How Mentorship Powers Nigeria’s Next Generation of Tech Talent

Nigeria’s tech industry is expanding rapidly, but the reality is that while thousands of young people are enrolling in coding boot camps and tech training programmes, employers consistently highlight that many new hires possess theoretical knowledge but struggle to apply it in real-world settings.

From navigating compliance reviews to managing cross-functional deadlines, the knowledge required to thrive on the job is often necessarily covered in boot camps and online courses. At the same time, fewer than one in five tech jobs in Nigeria are held by women, revealing how this gap is even wider for those from underserved backgrounds.

These were the views of Joy Unokanjo, a Nigerian with over five years of experience working across fintech and product-led startups, who is leading the mentorship change on the ADPList mentorship platform.

Unokanjo, in a statement released recently, said: “Mentorship has become one of the most quietand powerful forces shaping Nigeria’s tech talent industry. Global platforms like ADPList, which recently surpassed 100 million minutes of mentor sessions, are helping to structure this knowledge exchange across borders, and Nigerians are equally leveraging the platform.”

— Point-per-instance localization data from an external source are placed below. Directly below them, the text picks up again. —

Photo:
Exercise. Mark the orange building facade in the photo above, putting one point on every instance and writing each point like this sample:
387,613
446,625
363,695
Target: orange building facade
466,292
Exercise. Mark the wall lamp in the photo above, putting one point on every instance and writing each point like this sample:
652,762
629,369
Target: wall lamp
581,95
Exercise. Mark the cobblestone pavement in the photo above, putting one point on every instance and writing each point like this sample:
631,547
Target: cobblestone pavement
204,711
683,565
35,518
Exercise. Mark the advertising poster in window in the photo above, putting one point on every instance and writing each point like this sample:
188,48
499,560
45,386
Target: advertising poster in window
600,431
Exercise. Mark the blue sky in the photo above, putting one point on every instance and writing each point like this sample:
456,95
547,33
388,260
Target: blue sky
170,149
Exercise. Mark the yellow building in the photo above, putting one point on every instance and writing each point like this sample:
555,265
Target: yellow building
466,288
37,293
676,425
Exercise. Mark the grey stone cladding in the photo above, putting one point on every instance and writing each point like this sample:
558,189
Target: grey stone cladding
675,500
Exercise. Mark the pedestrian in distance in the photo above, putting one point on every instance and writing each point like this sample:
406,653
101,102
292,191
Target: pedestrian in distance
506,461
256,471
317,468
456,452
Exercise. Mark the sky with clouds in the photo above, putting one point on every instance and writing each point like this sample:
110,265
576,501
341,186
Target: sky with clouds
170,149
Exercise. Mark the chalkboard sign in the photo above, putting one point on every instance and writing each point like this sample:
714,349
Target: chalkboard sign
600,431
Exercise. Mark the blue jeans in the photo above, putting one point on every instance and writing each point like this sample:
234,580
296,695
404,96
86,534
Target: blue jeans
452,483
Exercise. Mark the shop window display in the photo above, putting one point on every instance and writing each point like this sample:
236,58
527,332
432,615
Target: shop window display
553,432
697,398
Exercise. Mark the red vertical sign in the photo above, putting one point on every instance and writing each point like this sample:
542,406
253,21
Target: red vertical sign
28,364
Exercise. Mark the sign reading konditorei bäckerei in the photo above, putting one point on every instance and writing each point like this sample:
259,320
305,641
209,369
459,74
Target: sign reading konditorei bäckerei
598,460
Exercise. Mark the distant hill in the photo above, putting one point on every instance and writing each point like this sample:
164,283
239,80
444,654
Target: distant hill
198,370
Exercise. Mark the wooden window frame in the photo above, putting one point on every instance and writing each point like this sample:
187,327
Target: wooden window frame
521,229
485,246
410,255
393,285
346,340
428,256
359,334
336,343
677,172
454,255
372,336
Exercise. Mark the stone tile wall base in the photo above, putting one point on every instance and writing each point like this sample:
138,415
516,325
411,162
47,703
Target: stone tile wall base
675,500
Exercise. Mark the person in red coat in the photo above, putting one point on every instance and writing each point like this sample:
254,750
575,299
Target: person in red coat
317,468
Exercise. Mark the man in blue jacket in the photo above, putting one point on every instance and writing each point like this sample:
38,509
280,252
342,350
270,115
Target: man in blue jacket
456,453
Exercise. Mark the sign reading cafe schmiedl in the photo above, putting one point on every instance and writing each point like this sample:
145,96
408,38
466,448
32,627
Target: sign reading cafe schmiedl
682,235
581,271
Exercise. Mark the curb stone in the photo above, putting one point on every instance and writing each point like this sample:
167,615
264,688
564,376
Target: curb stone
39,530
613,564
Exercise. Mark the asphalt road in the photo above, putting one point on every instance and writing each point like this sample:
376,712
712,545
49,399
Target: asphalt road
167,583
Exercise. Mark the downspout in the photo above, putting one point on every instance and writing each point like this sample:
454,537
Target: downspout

Giving her personal experience about mentorship, Unokanjo, said she had worked on products that have gotten into accelerator programs, withstood cyber threats, passed regulatory checks, and grown without losing user trust. She said she became exposed to the full product cycle from ideation to compliance reviews to strategic partnerships and revenue-driving proposals, even though it wasn’t a smooth path.

Unokanjojoined ADPList because she wanted to offer the kind of support she wished she had earlier in her career.